Life

Here's How Owning A TV Is Messing Up Your Sex Life

by Claire Lampen
Ashley Batz/Bustle

Imagine: You have one free hour to kill this evening. How would you rather spend it, having sex with a partner or catching up on your stories? New data analysis suggests many of you may choose the latter, which isn't necessarily surprising because sex is cool but have you seen Insecure? According to researchers, however, the presence of a television in the home can hurt our sex lives. Streaming would seem to be a different story, though.

Notably, though, TV ownership only reduces sexual activity by five percent, at least according to this new analysis, which pulled its numbers from Demographic and Health Surveys covering 4 million people in 80 countries across five continents. That survey collected information on sexual practices, knowledge of reproductive rights, and the goods people buy, giving researchers insight into how these different factors might affect one another. The paper's authors were somewhat surprised that buying a television might translate to less frequent sex.

"Popular culture seems to have the view that television kills your sex life, so we thought we might find a larger effect," co-author Nicholas Wilson, associate professor of Economics at Reed College, tells Bustle.

Wilson and Adrienne Lucas, an associate professor of economics at the Lerner College of Business and Economics at the University of Delaware, approached this as a question of supply and demand. Sex and television both count as leisure activities, and if the price of a television decreases, then sexual frequency may slow too.

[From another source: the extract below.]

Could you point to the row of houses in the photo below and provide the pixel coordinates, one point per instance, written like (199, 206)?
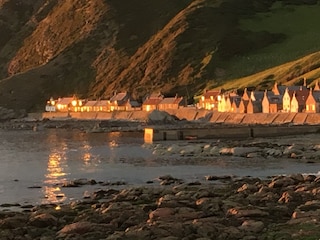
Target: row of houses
(119, 102)
(278, 99)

"In the case of demand for sexual activity and availability of alternative leisure activities, people may be willing to substitute television, or electronic companionship more broadly, for intimate human companionship," Wilson says. The fact that "Netflix and chill" has entrenched itself in popular consciousness points to potential for sex and shows complement one another, but this paper suggests that some people substitute hours in front of a TV set for time spent sexing a partner.

Interestingly, though, the authors write that their study may have missed the most likely vampire sucking the sex drive from your daily life. Other studies have suggested that ubiquitous attachment to smartphones might mean lower levels of relationship satisfaction, even less sex. (Indeed, about 10 percent of people reportedly check their phones during sex, which seems rude and/or an indicator that we're way too preoccupied with our pocket computers.) This study, however, looked at data from low- and middle-income countries before 2010. Recall that simpler time when far fewer people lived their lives on and through their phones?

If it's "electronic companionship" people look to swap in for a warm body, then " the smartphone might be the real sex life killer," Wilson says. At least in countries where the majority of the population walks around with their faces glued to their iPhones.

In any case, previous research has pointed to television placement as a potential mood-killer. One 2006 study by an Italian sexologist found that the presence of a TV in the bedroom cut heterosexual couples' sexual activity in half. Watching TV in bed, if you're tuning in as a pre-sleep activity, can actually end up disrupting your REM cycle. Poor sleep quality, in turn, can impede sexual function, so perhaps that has something to do with it. Or perhaps people would rather watch the latest installment of the trendy new show than get weird with the person next to them.

In any case, millennials famously watch less television and have less sex (at least if the think pieces are to be believed) than the generations that came before them. Perhaps our problem comes from smartphone addiction, or perhaps when we say "Netflix and chill," we mean "Netflix and pass out on one another in front of the computer."